Tom Moss.

After several starts and stops, the Nigerian government has finally removed fuel subsidies, resulting in an overnight price hike of 67 percent. The economic logic of subsidy reform is clear. Fuel subsidies were costing the government about $5 billion per year while the benefits accrued mostly to the non-poor. Nigeria’s particular scheme was also riven with corruption; a 2012 parliamentary inquiry found that the government was paying daily subsides on 59 million liters even when consumption was only 35 million liters. In recent weeks, the country was further hit by debilitating fuel shortages.

Politically, however, the subsidy was generally popular, in part because many citizens saw cheap fuel as one of the only tangible benefits from the state. For that reason, the January 2012 attempt at subsidy reform sparked riots and a partial policy reversal. This time, there are some indications that labor unions may protest again, but we’ll have to see whether opposition gains momentum and how President Buhari responds.

What’s notable, and potentially problematic, is that the government is planning to use any savings from lifting the fuel subsidy in the regular budget. Nigeria could have instead learned lessons from places like India and Iran, which each replaced a costly, poorly-targeted subsidy with a targeted cash payment. In Iran, fuel subsidy removal was preceded by deposits into tens of millions of bank accounts, some of them created especially for this purpose, which created pro-reform political momentum.

India suffered from the same market failures in cooking gas canister distribution as Nigeria’s petroleum sector, leading to gross misallocation and mistargeting of subsidies for decades. After a few false starts, the government rolled out the subsidy reform in 2015 as part of a broader policy to move towards direct benefit transfer, leveraging universal biometric ID and financial inclusion as the new pipeline for delivery. India’s LPG gas canister reform is now the world’s largest cash transfer scheme at 150 million beneficiaries, and has had an estimated 24 percent budget savings.

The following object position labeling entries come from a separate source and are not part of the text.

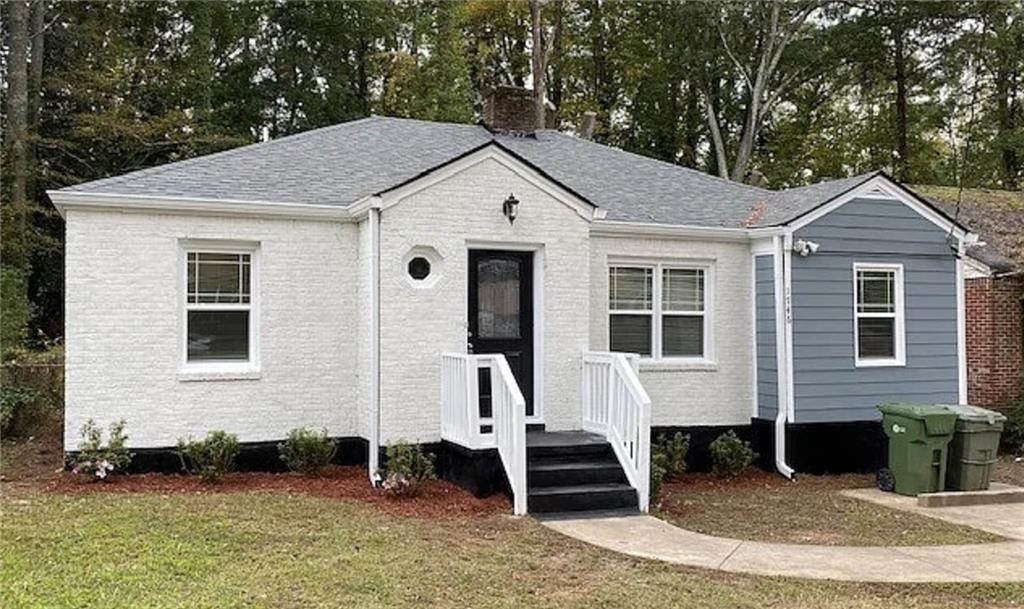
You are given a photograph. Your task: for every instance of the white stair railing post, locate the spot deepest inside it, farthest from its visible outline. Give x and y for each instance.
(622, 412)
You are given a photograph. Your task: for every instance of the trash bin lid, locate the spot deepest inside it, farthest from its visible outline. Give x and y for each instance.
(938, 419)
(976, 414)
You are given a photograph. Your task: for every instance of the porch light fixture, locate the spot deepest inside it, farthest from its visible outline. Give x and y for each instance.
(511, 208)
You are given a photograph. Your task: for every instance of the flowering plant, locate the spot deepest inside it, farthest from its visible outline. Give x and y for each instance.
(97, 460)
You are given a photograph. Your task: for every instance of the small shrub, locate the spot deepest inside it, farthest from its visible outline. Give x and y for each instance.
(97, 460)
(14, 401)
(210, 458)
(730, 455)
(1014, 432)
(668, 460)
(406, 468)
(306, 450)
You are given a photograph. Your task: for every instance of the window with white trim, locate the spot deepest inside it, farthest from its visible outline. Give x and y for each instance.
(658, 311)
(879, 314)
(218, 307)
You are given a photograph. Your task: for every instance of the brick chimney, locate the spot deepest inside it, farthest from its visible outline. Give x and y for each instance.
(510, 110)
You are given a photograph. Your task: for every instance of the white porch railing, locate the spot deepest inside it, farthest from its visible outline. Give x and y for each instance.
(462, 424)
(615, 405)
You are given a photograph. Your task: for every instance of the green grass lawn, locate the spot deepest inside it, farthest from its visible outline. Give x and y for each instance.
(278, 550)
(764, 507)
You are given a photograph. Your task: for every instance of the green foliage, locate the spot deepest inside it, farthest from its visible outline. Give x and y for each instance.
(14, 303)
(211, 458)
(13, 402)
(97, 460)
(730, 455)
(32, 386)
(1013, 435)
(668, 460)
(406, 468)
(306, 450)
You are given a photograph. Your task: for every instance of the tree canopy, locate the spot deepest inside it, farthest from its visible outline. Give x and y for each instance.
(777, 93)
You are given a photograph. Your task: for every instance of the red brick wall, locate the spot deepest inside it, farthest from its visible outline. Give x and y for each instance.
(994, 343)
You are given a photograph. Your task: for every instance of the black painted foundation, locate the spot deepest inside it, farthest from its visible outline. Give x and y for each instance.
(825, 447)
(253, 457)
(479, 472)
(811, 448)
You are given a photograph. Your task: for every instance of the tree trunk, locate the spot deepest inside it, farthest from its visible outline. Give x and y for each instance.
(35, 91)
(36, 67)
(14, 275)
(17, 109)
(539, 64)
(900, 128)
(557, 69)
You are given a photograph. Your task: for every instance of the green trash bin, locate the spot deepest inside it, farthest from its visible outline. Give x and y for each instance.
(919, 435)
(974, 448)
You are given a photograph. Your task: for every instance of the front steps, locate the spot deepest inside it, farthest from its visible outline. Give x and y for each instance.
(574, 472)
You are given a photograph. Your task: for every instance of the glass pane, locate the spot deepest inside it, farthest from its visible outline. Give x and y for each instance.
(630, 289)
(498, 299)
(682, 336)
(630, 334)
(877, 337)
(219, 277)
(682, 290)
(876, 292)
(218, 336)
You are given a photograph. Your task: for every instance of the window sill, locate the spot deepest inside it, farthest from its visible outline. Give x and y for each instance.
(673, 365)
(189, 375)
(879, 363)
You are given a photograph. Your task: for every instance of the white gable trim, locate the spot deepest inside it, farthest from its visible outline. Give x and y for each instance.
(489, 153)
(881, 187)
(65, 201)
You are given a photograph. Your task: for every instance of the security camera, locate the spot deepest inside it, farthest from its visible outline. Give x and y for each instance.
(805, 247)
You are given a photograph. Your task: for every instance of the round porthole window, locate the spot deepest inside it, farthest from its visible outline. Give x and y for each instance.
(419, 268)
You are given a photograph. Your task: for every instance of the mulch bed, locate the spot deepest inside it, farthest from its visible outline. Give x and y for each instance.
(436, 499)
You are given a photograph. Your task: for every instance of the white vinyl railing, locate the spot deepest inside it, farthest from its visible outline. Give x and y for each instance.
(462, 424)
(615, 405)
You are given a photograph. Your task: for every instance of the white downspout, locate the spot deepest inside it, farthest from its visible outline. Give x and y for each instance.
(782, 322)
(374, 217)
(961, 325)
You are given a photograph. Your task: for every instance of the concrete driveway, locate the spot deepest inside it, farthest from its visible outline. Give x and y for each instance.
(649, 537)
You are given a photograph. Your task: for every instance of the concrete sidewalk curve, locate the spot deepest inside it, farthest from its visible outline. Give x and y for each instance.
(646, 536)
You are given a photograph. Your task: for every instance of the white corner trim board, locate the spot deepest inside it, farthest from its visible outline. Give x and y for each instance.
(66, 200)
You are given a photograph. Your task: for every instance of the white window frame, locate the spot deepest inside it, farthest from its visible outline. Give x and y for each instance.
(657, 268)
(899, 324)
(216, 370)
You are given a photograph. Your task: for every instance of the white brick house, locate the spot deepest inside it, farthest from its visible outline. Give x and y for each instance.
(356, 277)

Could Nigeria launch a national cash transfer scheme in lieu of fuel subsidies? Back in 2012, Moss proposed a 20-20-20 scheme to provide the equivalent of US$0.20 per day to all Nigerians under the age of 20 using a set-aside of 20 percent of government revenue. In Nigeria’s current fiscal environment, this might be tougher to achieve. But using subsidy reform to build a national ID and transfer system would have lots of knock-on benefits, including on other public services, voting, and eventually taxation. Moreover, for a President who has prided himself on anti-corruption, such a system could weed out scams and bolster the integrity of the state.

India’s experience replacing an in-kind subsidy with a cash transfer shows that energy subsidy reform is very much possible, and that efficiencies can even be popular. And that sometimes it’s better to build a new pipeline than to constantly try to fix the leaks.